# Memoization

# What is a cache?

- data is stored so that requests for it are faster
- can be in hardware or software
- result of an earlier computation or a copy of data

## Hardware cache
- CPUs and GPUs have dedicated hardware caches which reduce latency of instructions and data by physical closeness
![image.png](attachment:image.png)

- SSDs and HDDs have hardware caches that increase throughput by locality and copying larger blocks

![image.png](attachment:image.png)
https://www.akkadia.org/drepper/cpumemory.pdf

## Software cache
- page cache: your OS keeps files and system utilities in RAM, usually freed-up when space is needed
- web cache: your browser keeps websites saved on hard disk in order to load faster
- memoization: your program keeps function results saved in RAM

## Where is memoization useful?
- functions which are called often with the same arguments
- recursive functions which call themselves multiple times with the same arguments
- expensive functions which are called more than once with the same arguments 

## Some terminology
- cache hit: function result was found in cache
- cache miss: function had to calculate the result

## Fibonacci numbers without cache

In [None]:
import time

def fib_without_cache(n: int) -> int:
    """Compute Fibonacci number without cache."""
    if n < 2:
        fib = n
    else:
        fib = fib_without_cache(n-1) + fib_without_cache(n-2)
    return fib
        
# Execution start time
begin = time.time()
fib_without_cache(30)

# Execution end time
end = time.time()

print(f"Time taken to execute the function without cache: {end-begin}")

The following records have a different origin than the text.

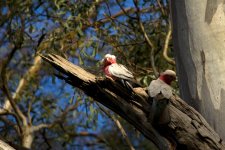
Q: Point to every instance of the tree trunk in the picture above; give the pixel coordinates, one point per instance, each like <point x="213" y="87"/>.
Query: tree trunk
<point x="199" y="43"/>
<point x="187" y="129"/>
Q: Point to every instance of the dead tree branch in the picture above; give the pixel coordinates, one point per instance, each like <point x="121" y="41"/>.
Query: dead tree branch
<point x="187" y="128"/>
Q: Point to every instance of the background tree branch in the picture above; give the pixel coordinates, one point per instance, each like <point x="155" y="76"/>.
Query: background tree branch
<point x="187" y="128"/>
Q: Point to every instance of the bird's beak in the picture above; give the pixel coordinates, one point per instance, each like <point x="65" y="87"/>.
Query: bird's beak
<point x="102" y="61"/>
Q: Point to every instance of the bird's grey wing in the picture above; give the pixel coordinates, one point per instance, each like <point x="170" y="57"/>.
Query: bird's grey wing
<point x="166" y="90"/>
<point x="120" y="71"/>
<point x="154" y="88"/>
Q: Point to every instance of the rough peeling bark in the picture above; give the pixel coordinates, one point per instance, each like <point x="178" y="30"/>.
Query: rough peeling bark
<point x="199" y="35"/>
<point x="187" y="128"/>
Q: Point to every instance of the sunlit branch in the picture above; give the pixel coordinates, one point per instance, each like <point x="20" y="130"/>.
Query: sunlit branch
<point x="149" y="42"/>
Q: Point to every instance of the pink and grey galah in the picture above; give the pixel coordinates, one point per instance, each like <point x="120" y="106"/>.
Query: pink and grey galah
<point x="117" y="71"/>
<point x="161" y="91"/>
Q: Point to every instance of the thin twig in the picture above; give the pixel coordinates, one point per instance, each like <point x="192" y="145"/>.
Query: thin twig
<point x="161" y="8"/>
<point x="119" y="126"/>
<point x="165" y="48"/>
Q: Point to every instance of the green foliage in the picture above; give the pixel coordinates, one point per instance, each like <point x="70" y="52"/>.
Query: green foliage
<point x="82" y="31"/>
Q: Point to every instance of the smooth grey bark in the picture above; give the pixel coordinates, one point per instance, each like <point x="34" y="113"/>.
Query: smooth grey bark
<point x="199" y="43"/>
<point x="187" y="129"/>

## Fibonacci numbers with a simple dictionary cache

In [None]:
import time

cache = dict()

def fib_with_cache(n: int) -> int:
    """Compute Fibunacci number with dict cache."""
    if n not in cache:
        if n < 2:
            cache[n] = n
        else:
            cache[n] = fib_with_cache(n-1) + fib_with_cache(n-2)
    return cache[n]

# Execution start time
begin = time.time()
fib_with_cache(30)

# Execution end time
end = time.time()

print(f"Time taken to execute the function with dict cache: {end-begin}")

## Problem: simple dictionary will fill-up indefinitely
solution is to constrain the maximum size of the dictionary and use a caching strategy:
![strategies.png](attachment:strategies.png)

## How does the LRU cache work?
- most of the ordered caches consist of a hash map and a double linked list
- the double linked list saves the input/result pairs in order of recently accessed
- the hash map saves the input/pointer pairs which point to the position of the input in the list
![LRU.png](attachment:LRU.png)

### hash map:
- look-up of entries takes O(1)
- typically is unordered

### double linked list
- look-up of entries takes O(n)
- insertion at head/deletion from tail or deletion from known address takes O(1)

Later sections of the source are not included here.